Ele se espantou com a versão dos matadores nos depoimentos à Justiça: haviam cometido um crime político. É o que acha o governo brasileiro, espantou-se mais ainda 30 anos depois daquela tarde, ao saber da decisão do ministro Tarso Genro. Punido pela participação no assassinato de Sabbadin e de mais três “contrarrevolucionários”, Battisti foi inocentado pelo juiz ocasional, que o promoveu a  ”refugiado político” e pôs na conta das motivações ideológicas o prontuário de um ladrão vocacional com mestrado em latrocínio.

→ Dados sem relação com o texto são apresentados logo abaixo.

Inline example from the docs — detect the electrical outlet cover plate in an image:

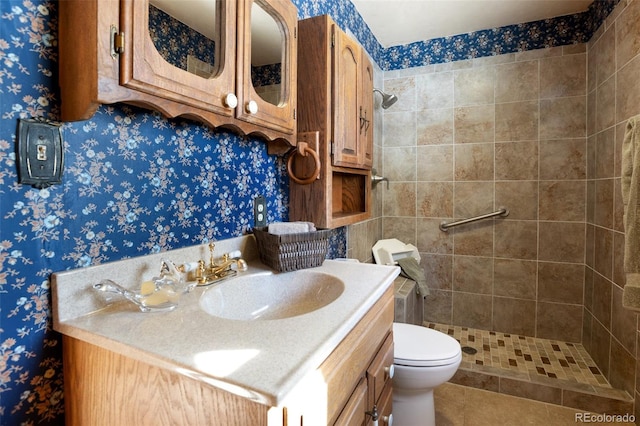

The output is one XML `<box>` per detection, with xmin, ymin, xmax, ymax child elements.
<box><xmin>17</xmin><ymin>119</ymin><xmax>64</xmax><ymax>189</ymax></box>
<box><xmin>253</xmin><ymin>195</ymin><xmax>267</xmax><ymax>227</ymax></box>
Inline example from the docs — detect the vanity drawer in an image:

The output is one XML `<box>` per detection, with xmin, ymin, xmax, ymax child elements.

Na Itália dos anos 70, não havia tiranias a combater ou déspotas a derrubar. Muito menos guerrilheiros dispostos a matar ou morrer pela liberdade.  Textos produzidos pelo grupo entre  1976 e 1979 comprovam que Battisti e seus comparsas roubaram e mataram para  implantar a ditadura. O atrevimento de Tarso, avalizado pelo presidente, foi mais que um insulto à Itália. Foi também a reafirmação do menosprezo do governo Lula pela liberdade, pela democracia e por outros caprichos burgueses.

Cumpre ao STF corrigir o erro premeditado de Tarso Genro. Se a extradição for recusada, o PCC não pode esperar um só dia para trocar esse Primeiro Comando da Capital da certidão de batismo por um bem mais conveniente Partido dos Comunistas Convertidos. O primeiro nome costuma dar cadeia. O segundo permite roubar e matar sob a proteção do governo brasileiro.